Suppandi, Asterix, Calvin, Hobbes, and Archie and company are names that kids and adults love. But the world of comics today is also equally about Maus, Blue Pills and Halahala
We ask people which comics they still read, and it throws up famous names — some Indian and some Western.
Among the Indian ones is Tinkle, with Suppandi being one of the “all-time favourites” (though names such as Chacha Chaudhari and Super Commando Dhruv too appear). Next up is the Marvel-DC legacy with its superhero comics, because, as Bangalore-based MBA graduate Siddharth Kumar says, “The idea of a superhero thrills me even now”. And then of course, there are titles that come up on almost everyone’s list — Tintin, Asterix And Obelix and Calvin And Hobbes. Siddharth adds, “I like Tintin because of Captain Haddock, and Asterix is just too funny.” Asterix… is much-loved also for the delicious puns.
Easy to understand
So what makes a comic series timeless? “It is the visual format. It is understood by everyone regardless of language, and even those who cannot read. The words we use in a comic book are minimum and in many cases not even required. Having said that, I would add that it is not comics or books that are timeless but the art of storytelling. A good book is as timeless as any piece of art,” says Reena Puri, editor, Amar Chitra Katha. “Comics have the capacity to break down difficult ideas and philosophies into simple stories.”

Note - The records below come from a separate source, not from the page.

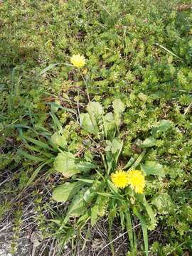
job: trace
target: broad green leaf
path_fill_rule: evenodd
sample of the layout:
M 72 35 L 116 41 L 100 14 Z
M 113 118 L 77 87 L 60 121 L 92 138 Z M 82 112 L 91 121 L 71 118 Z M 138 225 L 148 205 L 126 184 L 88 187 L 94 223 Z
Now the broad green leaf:
M 87 189 L 83 196 L 83 199 L 87 203 L 90 203 L 95 197 L 95 193 L 92 192 L 91 188 Z
M 152 136 L 156 135 L 159 132 L 166 132 L 171 126 L 171 122 L 169 120 L 161 120 L 158 125 L 154 127 L 151 129 Z
M 153 137 L 149 137 L 146 138 L 143 143 L 142 144 L 141 146 L 142 148 L 146 148 L 154 146 L 156 144 L 156 139 Z
M 86 110 L 90 115 L 92 115 L 94 117 L 97 117 L 103 114 L 103 108 L 99 102 L 90 102 L 87 104 Z
M 75 156 L 70 152 L 59 153 L 55 159 L 54 167 L 65 178 L 71 177 L 80 172 L 75 163 Z
M 152 200 L 151 203 L 154 205 L 159 214 L 168 214 L 173 208 L 173 202 L 167 193 L 162 193 Z
M 113 184 L 113 183 L 110 181 L 109 179 L 107 179 L 107 184 L 109 186 L 109 188 L 110 189 L 110 191 L 112 192 L 112 193 L 119 193 L 119 189 Z
M 144 171 L 146 175 L 158 175 L 161 177 L 165 176 L 163 166 L 154 161 L 146 161 L 145 164 L 141 164 L 141 169 Z
M 65 129 L 63 132 L 63 134 L 60 135 L 58 132 L 55 132 L 51 136 L 51 142 L 57 146 L 64 148 L 68 143 L 69 132 L 68 130 Z
M 81 119 L 82 127 L 86 132 L 92 133 L 95 135 L 97 134 L 97 127 L 95 125 L 95 124 L 93 125 L 92 122 L 88 113 L 81 113 L 80 119 Z
M 31 183 L 34 181 L 37 175 L 38 174 L 39 171 L 41 170 L 41 169 L 46 164 L 49 164 L 53 161 L 52 159 L 49 159 L 46 161 L 45 163 L 41 164 L 33 173 L 31 176 L 29 178 L 28 181 L 27 181 L 26 184 L 25 185 L 25 187 L 23 190 L 25 190 L 28 186 L 31 185 Z
M 117 114 L 122 114 L 125 109 L 124 104 L 121 101 L 120 99 L 114 100 L 112 102 L 112 106 L 114 113 Z
M 70 200 L 83 186 L 82 182 L 66 182 L 56 187 L 53 192 L 53 198 L 58 202 Z
M 98 206 L 96 205 L 91 208 L 91 225 L 92 227 L 97 223 L 98 210 Z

The Amar Chitra Katha, known for Tinkle as well as the extensive series on stories and famous figures from Indian mythology and history, is an integral part of childhood for almost every Indian child. “In most Western countries too, Greek or Nordic mythology finds its way into comics. America doesn’t have mythology, so it created the superheroes. Each country uses its reserves of heroes who will stand as role models,” adds Reena.
Jatin Varma, founder of Comic Con, some of whose favourite comics are Superman:Red Son and the Tinkle digest, agrees. “Most Indian comics are mythological or historical. And comics such as Archies, Tintin and Asterix… are classics because their creators are great artists and writers, and for me, comics are all about beautiful art, stories and characters.”
Superman:Red Son, (where Superman lands in Ukaraine and turns communist) and V For Vendetta (where a masked revolutionary works to bring down the establishment), another of his favourites are not necessarily light comics. Though initially, comics were light and humorous, towards the turn of the century went for darker plots and serious storylines.
Then there are the serious comics or graphic novels, such as Neil Gaiman’s Sandman, Art Spiegelman’s Maus and Blue Pills by Frederik Peeters, which talk about serious and existential issues such as the human condition, the holocaust and AIDS. These titles find themselves in the list of some of the world’s most popularly read comics.
“These are life-changing stories that don’t exist in a time frame,” says Pratheek of Manta Ray Comics.
Flights of fantasy
“It is fantasy and mythology that have the potential to be timeless because it’s what happens in that world,” says Appupen, creator of Moonward and its sequel Legends Of Halahala, works of fantasy. “I admire the work of artists such as Lyndward whose woodcut print comics date back to the early 1900s. With superhero comics, you can tell the date from the quality of the print. So stories shouldn’t rely too much on the trends of the period.”
Appupen believes that India has a long way to go when it comes to making timeless comics. “No Indian comic really stands out. But, there is a lot to look forward to because Indian comics have been doing well in the last five years,” he says.
It is also only in the last few years that India gained its first Comic Con, the third edition of which is all set to take place this weekend. “There is a huge opening for contemporary comics because of the dominance of mythology. So now we have a lot more to offer,” says Jatin.